On what can be true and false

Statements can be true or false, because there are false statements. For example, if I state that “I went to a shop yesterday”, but actually didn’t, then this statement is false.

Things of a kind can’t, however, be true or false, because there are no false things of a kind. For example, there are no false bears, false trees of life or false Higgs particles.

The reason for this difference is that the number of statements is infinite, since the number of words is infinite, whereas the number of things of a kind is finite, since the number of things is finite, meaning that all things must be either true things of a kind or false things of a kind if “finiteness” is different from “infinity”. There simply can’t be both true and false things of a kind, because it would mean that there is one thing that is both a true thing of a kind and a false thing of this kind at the same time, since it would conflate “finiteness” and “infinity” (see Russell’s paradox). (Instead, there are actually different kinds of infinity: countable and uncountable.)

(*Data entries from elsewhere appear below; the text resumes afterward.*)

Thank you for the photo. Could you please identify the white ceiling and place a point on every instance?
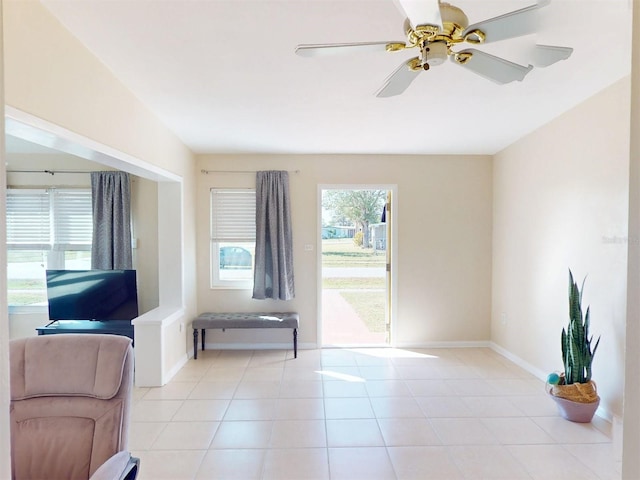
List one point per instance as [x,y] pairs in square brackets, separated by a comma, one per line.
[224,77]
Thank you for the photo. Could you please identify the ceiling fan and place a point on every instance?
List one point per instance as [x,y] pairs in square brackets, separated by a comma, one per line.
[434,28]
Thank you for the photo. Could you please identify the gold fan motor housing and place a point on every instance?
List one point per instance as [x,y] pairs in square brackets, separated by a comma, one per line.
[435,43]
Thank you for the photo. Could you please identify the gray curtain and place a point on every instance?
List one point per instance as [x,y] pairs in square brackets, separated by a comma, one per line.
[111,198]
[273,277]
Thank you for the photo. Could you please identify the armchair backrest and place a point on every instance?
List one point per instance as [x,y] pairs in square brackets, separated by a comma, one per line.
[70,403]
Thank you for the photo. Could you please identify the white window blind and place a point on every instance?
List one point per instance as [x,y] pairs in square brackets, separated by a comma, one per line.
[73,218]
[48,219]
[233,215]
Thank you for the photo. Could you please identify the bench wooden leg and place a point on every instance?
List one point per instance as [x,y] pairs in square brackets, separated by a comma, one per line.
[195,343]
[295,343]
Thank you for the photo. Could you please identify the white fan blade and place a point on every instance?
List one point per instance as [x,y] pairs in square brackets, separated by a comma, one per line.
[545,55]
[340,48]
[492,68]
[398,81]
[421,12]
[513,24]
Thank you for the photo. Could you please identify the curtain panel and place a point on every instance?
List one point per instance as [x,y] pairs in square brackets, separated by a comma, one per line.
[273,277]
[111,199]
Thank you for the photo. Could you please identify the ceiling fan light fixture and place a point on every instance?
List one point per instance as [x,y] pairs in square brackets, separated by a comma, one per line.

It means that a search for “the true tree of life” and “Higgs particle” is vain per definition. If such things indeed could be found, then the definitional foundation for the search for them would instead be wrong. A simpler expression of this paradox is that the logical basis for the search conflates the concepts “finiteness” and “infinity”, or simpler that it searches for what it, itself, decides.

Only statements can thus be true or false, BUT excluding statements asserting that a certain thing is a true or false thing of a kind, because such statements are inconsistently self-confirming (ie, both self-contradictory and untestable).